I can’t deny I was excited to hear that Jane Robins whose non-fiction books The Magnificent Spilsbury and the case of The Brides In The Bath and The Curious Habits of Doctor Adams I thoroughly enjoyed and which sit proudly on my bookshelf, was writing a psychological thriller. I also can’t deny that I am reading far fewer books in this genre, because many fail to delight me in the way that they once did. But boy did this one work. The plot was tight, the writing engaging and the characters were weird enough to be chilling but normal enough to be believable.
Callie and Tilda are twenty-seven year old twins with Tilda being the more outgoing and outwardly successful of the two, Callie somewhat hampered by an obsessive nature who dwells on every conversation, every look and every perceived slight to the nth degree. It is Callie that waits for invitations for movie nights with her sister but rarely meets up with Tilda’s fun-loving friends. So imagine her excitement when Tilda introduces her to her new man, Felix.

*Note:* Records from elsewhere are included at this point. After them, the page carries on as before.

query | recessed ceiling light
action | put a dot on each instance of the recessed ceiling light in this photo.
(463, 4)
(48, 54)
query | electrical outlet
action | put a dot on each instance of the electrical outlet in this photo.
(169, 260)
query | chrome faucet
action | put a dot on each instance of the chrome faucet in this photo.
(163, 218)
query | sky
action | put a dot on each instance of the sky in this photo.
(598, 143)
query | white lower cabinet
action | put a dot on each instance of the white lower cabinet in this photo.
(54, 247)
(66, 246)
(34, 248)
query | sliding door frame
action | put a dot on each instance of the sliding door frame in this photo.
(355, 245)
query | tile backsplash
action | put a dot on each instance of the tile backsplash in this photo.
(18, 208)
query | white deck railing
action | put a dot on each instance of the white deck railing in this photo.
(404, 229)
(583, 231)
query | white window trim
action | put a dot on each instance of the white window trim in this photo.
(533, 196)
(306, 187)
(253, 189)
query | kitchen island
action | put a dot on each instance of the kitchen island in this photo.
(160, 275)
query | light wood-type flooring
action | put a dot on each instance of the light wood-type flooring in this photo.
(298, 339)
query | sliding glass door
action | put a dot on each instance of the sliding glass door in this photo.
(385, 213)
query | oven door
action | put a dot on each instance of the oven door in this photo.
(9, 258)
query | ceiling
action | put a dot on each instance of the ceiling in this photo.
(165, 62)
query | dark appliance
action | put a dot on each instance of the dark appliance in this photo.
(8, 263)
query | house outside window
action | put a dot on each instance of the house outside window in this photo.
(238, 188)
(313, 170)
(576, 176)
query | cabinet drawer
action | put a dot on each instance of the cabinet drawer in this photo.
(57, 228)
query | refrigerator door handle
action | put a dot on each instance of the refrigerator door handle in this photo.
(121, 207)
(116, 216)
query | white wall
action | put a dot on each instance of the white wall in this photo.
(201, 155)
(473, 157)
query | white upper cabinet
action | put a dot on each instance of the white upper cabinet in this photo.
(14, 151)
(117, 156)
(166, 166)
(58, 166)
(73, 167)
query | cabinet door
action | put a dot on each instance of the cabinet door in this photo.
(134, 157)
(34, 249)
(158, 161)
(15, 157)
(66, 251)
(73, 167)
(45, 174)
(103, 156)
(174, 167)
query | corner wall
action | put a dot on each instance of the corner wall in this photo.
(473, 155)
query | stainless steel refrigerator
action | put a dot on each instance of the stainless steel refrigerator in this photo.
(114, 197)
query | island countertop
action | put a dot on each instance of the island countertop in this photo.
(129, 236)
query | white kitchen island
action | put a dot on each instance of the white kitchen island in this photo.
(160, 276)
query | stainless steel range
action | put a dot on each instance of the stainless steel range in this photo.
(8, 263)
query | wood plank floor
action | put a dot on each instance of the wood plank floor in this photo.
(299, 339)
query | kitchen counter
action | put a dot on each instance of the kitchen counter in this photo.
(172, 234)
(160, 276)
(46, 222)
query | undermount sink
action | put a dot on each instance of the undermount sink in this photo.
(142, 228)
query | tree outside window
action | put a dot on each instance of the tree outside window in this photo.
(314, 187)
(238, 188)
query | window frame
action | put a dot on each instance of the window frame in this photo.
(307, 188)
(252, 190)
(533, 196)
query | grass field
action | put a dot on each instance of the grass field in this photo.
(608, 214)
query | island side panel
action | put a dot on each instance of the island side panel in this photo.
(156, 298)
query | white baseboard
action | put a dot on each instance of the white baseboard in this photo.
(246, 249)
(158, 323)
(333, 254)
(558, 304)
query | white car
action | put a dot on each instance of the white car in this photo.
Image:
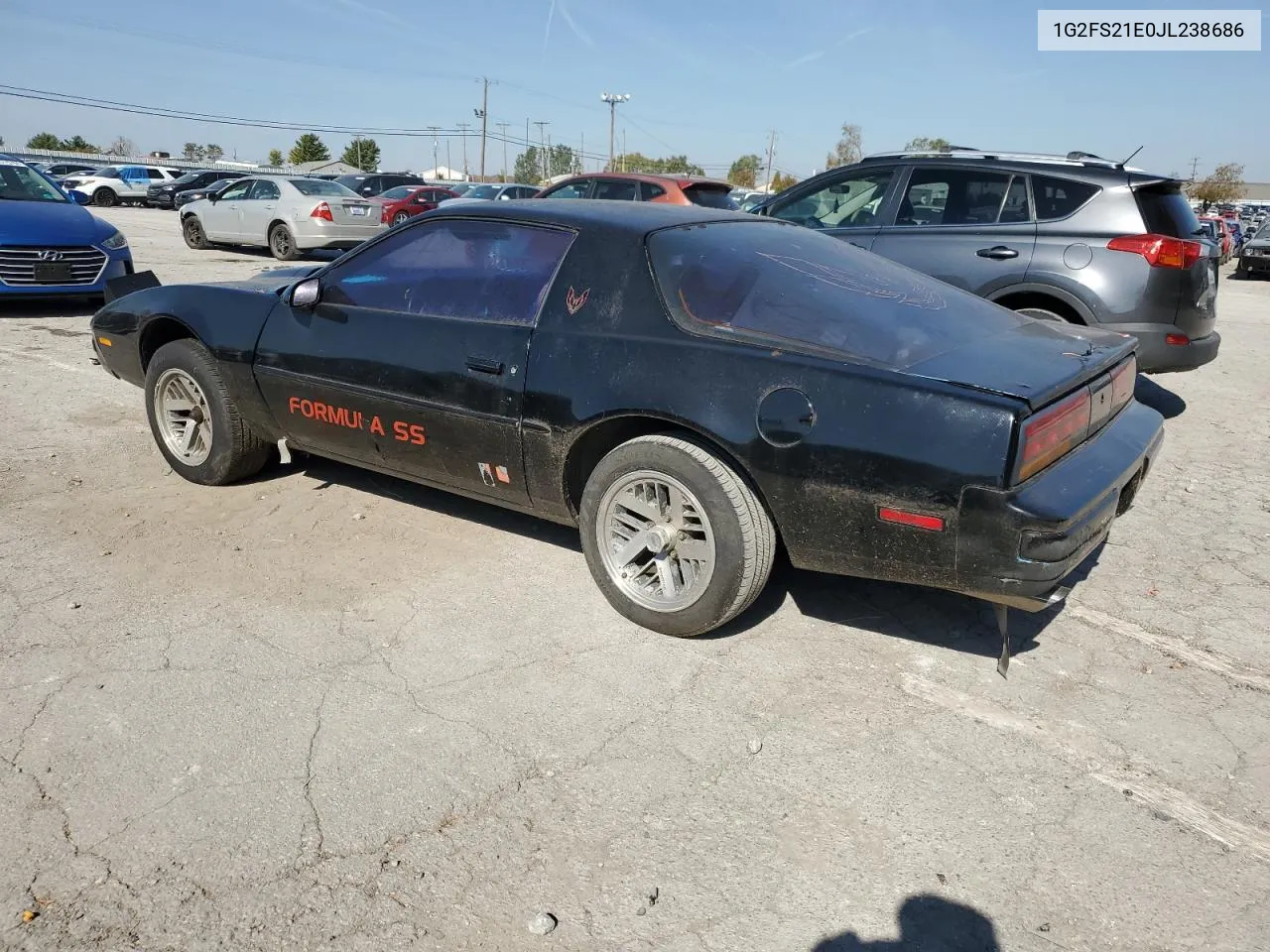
(119, 184)
(287, 214)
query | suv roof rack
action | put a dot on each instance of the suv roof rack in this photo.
(1075, 158)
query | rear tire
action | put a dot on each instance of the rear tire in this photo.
(282, 244)
(195, 238)
(707, 539)
(193, 419)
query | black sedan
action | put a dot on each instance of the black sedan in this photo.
(689, 386)
(164, 195)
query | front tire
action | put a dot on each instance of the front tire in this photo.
(282, 244)
(195, 238)
(674, 536)
(193, 419)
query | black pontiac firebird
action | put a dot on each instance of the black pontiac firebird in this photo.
(686, 385)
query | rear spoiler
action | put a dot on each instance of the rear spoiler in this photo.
(128, 284)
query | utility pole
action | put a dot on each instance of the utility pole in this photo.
(771, 148)
(613, 99)
(463, 127)
(484, 123)
(435, 130)
(502, 128)
(543, 145)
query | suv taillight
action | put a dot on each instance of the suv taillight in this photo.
(1160, 250)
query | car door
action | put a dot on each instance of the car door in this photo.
(970, 226)
(258, 209)
(848, 204)
(413, 361)
(221, 217)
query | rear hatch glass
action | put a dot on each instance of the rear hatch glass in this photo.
(711, 197)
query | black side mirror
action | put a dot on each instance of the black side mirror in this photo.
(307, 294)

But Callie’s overwhelming need to make sure her twin is safe means that she is on her guard.
It isn’t long before Callie hears and sees things that convince her that Tilda is in an abusive relationship and she trawls an on-line forum, obsessively, for confirmation and advice.
This is one of the creepiest psychological thrillers I have ever read. The premise is similar to many others in the genre – these are not people on the whole that you’d want to spend any length of time with, but there are so many aspects of their behaviour that you will have come across in your friends, family or colleagues that all the way through, I had a feeling that this could be true. This genre really does work best when you believe – a bit like fairies – and because it feels so real, as Callie goes searching for clues, it is impossible to separate the truth from the fiction. Added to that the bizarre but sadly only too believable on-line tales that draw Callie into endless discussions about abusive men, the story becomes not only claustrophobic but has a hue of ghastly inevitability.
White Bodies was absolutely compelling, it was one of those wonderful books which from the moment I read the first page I was sure I would enjoy. I don’t know what it is that makes some books far more ‘readable’ than others but this was one of them. What I do know is that this book is solidly underpinned with brilliant writing. Since childhood, I have been drawn to stories about twins, although I sincerely hope that some aspects of twin behaviour, mentioned in this book were dreamt up in Jane Robins’ imagination! Of course there are twists, that is what the genre is all about, but the author hasn’t gone all out to do a complete about face, the book hanging solidly together from the first to the last page and the book doesn’t rely on the twists for a great reading experience, there is much more to enjoy!
I’d like to say a huge thank you to the publishers Touchstone who granted my wish to read White Bodies which will be published in the US on 19 September 2017. UK readers apparently have to wait until after Christmas to read this book, which is somewhat bizarre as the author is British and the book is firmly set in the UK. Anyway despite the wait, if you enjoy a good psychological thriller, and live in the UK, mark this one down as To Be Read and if you are in the US please note your cover is different to the one above – enjoy!